TL;DR
- Observability is the ability to understand what is going on in the inner workings of a system just by observing it from the outside.
- Your software should explain itself and what is doing!
- Pillars of observability are logs, metrics, traces, and events.
- Logs are structured logging or non-structured textual data.
- Used for auditing and debugging purposes.
- Very expensive at scale.
- Cannot be used for real-time computational purposes.
- Hard to track across different and distributed processes.
- You need know what to look for ahead of the time (know unknowns vs. unknown unknowns).
- Metrics are time-series data (regular) with low cardinality.
- Aggregated by time.
- Used for real-time monitoring purposes.
- Can take the distribution of data into account.
- Enable service-level indicators (SLIs) and service-level objectives (SLOs).

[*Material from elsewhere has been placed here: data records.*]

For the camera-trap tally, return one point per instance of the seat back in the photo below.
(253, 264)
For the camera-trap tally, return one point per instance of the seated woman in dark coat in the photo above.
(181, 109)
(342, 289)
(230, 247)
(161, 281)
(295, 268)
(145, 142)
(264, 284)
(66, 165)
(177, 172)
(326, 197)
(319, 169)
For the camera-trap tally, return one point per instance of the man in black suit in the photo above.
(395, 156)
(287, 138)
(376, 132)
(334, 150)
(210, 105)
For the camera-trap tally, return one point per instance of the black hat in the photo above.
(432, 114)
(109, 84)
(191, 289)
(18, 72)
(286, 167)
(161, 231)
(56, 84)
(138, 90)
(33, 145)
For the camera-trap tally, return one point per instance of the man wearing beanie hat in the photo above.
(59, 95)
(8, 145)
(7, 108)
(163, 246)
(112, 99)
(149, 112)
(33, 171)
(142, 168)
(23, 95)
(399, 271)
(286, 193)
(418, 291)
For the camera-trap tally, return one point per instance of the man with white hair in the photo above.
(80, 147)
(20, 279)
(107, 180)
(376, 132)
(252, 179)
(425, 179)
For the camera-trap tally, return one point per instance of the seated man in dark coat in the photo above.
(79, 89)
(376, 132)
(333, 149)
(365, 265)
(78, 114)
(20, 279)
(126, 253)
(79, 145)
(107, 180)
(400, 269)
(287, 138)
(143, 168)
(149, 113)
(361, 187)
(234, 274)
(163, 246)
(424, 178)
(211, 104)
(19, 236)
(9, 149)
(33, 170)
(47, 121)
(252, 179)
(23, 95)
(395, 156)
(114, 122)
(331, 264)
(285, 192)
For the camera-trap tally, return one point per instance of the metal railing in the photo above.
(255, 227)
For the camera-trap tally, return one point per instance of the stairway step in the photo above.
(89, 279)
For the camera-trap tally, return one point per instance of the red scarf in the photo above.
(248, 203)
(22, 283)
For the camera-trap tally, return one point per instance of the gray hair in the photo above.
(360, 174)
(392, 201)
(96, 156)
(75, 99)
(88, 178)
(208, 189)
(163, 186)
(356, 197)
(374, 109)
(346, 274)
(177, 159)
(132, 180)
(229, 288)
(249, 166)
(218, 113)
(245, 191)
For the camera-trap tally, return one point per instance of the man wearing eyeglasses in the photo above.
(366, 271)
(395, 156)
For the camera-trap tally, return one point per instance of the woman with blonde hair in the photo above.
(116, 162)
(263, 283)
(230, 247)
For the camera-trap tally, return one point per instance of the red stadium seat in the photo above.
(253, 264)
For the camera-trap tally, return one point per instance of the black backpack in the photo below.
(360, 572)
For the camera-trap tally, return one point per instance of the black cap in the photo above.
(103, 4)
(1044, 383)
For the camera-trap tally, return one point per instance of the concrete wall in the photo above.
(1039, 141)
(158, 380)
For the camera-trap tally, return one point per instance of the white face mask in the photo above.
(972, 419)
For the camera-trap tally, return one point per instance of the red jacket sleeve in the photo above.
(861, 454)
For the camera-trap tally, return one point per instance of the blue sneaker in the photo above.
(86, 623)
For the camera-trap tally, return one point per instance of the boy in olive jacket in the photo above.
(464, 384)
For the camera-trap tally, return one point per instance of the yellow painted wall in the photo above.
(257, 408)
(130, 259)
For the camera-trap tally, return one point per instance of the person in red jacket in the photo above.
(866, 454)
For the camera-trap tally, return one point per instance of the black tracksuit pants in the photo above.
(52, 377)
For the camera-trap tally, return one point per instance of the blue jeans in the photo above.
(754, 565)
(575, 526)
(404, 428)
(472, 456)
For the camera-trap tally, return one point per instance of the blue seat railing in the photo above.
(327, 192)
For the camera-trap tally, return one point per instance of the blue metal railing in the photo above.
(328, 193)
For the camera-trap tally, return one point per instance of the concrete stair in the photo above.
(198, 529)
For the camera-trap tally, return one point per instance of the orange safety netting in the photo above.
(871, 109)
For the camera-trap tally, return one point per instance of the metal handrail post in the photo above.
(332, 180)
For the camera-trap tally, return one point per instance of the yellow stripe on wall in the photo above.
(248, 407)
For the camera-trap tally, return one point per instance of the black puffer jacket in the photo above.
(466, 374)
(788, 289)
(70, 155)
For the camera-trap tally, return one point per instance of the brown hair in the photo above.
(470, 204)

- CANNOT be broken down by high-cardinality dimensions (unique ids such user ids).
- Traces are used for debugging and tracking requests across different processes and services.
- Can be used for identifying performance bottlenecks.
- Need to be sampled due to their very data-heavy nature.
- Not optimized for aggregation.
- Cannot precisely know about the distribution of data (detecting outliers).
- Events are time-series (irregular) data.
- Occur in temporal order, but the interval between occurrences are inconsistent and sporadic.
- Used for reporting and alerting on important or critical events such as errors, crashes, etc.
- Logs, metrics, and traces each prematurely optimize one thing and comprise another thing based on a premise upfront.
- You do NOT want:
- Writing duplicate data into three different places.
- Copy-pasting IDs from tool to tool trying to track down a single problem!
- Paying for three (four) different services doing almost the same thing!
- You want:
- One source of truth for your observability data.
- Looking at high-level dashboards, spot anomalies, and zoom in to get detailed information as needed.
- You are either throwing away data at ingestion time by aggregating or you are throwing away data after that by sampling.